Last month the Metro Program released its latest report card for the nation’s 100 largest metro economies, the MetroMonitor. The report, which evaluates economic performance through the third quarter of 2012, revealed that as the economic recovery continues to play out slowly across the country, some of the metros hit hardest by the recession are seeing surprising rebounds from their lows.
The Phoenix, Ariz. metropolitan area epitomizes this trend. After a precipitous fall into the recession, the region is making notable progress. Phoenix lost 12.5 percent of its jobs, which ranked it among the worst-hit labor markets in the nation. Unemployment rocketed to a high of 10.2 percent by the end of 2009. And local housing prices dropped a staggering 56 percent during the recession.
But as the recovery has taken shape, Phoenix has been among those metros that have rebounded fastest. Housing prices have increased more than 10 percent from their low point in mid 2011. Unemployment has fallen to a rate of 6.9 percent. Employment and output are also on an upward trend. As a result, Phoenix, which saw the eighth worst recession among the nation’s 100 largest metro areas, is now seeing the third best recovery.
Phoenix is far from the only region where this cycle can be observed. Boise, Idaho, Bakersfield, Calif., and Cape Coral, Fla. are also seeing fast-paced recoveries. Each of these places saw consumption-driven booms prior to the recession followed by dramatic housing-busts. Recent trends are a welcomed departure from those of the recession. However, there should be concern that the recovery taking shape is pushing these places towards an economy that is no more sustainable than it was prior to the recession.
A closer look at recent employment and output growth reveals that much of these places’ recoveries are being fueled by the same forces that sunk their economies in the recession. Consumption-driven industries like hospitality, retail, construction, and real estate accounted for six out of every 10 jobs Phoenix lost during the recession. These same industries have accounted for seven out of 10 jobs created in the metro area during the recovery. These trends suggest that places like Phoenix are reverting back to a growth model that is increasingly untenable.
Phoenix and metro areas like it still have a long way to go to a full economic recovery. They may be moving toward recovery faster than many other metro economies, but they have more ground to cover. Phoenix lost about 240,000 jobs over the course of the recession and had recovered less than one-third of them through September of 2012. At this pace, Phoenix will make a full employment recovery near the end of 2017 – a full ten years after the Great Recession began. Over those 10 years, the state of Arizona projects that the metro area’s population will have grown by 666,000 people, or 17 percent.

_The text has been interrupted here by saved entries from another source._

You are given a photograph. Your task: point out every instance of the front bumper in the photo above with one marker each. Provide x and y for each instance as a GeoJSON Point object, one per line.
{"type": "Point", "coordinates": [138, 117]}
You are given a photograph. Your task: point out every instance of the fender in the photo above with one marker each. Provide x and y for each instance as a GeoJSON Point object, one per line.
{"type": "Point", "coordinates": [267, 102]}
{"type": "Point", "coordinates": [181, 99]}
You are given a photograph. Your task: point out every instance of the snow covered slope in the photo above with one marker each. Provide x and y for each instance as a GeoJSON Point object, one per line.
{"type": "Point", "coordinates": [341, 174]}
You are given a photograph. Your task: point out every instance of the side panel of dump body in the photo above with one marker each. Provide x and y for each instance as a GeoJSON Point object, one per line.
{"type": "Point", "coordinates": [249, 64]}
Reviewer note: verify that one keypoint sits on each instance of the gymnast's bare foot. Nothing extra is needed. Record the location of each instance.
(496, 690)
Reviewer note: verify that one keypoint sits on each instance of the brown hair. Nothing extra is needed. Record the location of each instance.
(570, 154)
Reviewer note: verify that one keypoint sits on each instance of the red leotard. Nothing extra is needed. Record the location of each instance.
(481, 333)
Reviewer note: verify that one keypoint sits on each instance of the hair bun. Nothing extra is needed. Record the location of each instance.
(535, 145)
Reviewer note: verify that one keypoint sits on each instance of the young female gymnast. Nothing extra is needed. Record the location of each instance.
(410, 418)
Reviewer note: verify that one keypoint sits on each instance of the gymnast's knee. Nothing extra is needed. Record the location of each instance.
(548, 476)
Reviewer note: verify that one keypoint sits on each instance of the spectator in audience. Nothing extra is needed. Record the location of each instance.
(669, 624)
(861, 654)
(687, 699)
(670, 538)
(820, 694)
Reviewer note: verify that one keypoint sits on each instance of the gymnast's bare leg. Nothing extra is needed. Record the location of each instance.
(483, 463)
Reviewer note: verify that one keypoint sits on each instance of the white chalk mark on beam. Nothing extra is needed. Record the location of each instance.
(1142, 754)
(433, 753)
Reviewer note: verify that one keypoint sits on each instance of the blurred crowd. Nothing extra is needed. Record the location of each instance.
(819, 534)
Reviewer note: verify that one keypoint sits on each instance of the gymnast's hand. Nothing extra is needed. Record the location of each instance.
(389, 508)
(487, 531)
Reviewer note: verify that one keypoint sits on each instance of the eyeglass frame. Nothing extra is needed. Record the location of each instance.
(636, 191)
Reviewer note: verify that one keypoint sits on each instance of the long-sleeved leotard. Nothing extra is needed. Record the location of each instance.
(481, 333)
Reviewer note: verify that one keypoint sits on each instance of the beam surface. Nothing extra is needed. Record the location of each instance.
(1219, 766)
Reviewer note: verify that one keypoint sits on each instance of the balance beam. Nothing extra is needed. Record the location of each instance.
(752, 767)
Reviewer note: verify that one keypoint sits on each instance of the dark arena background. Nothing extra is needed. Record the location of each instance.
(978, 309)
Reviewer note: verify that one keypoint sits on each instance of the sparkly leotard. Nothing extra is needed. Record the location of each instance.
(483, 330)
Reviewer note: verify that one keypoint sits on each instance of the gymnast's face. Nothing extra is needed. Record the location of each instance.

Naturally, regions like these that suffered among the worst losses will require more growth to return to a healthy economy. However, getting there will require metro areas to purposefully restructure their economies, moving from a growth model focused inward and characterized by consumption to one that is globally engaged and driven by production and innovation. Though a quick start is encouraging, a shift toward a more sustainable, inclusive economic prosperity will be more rewarding in the long-run.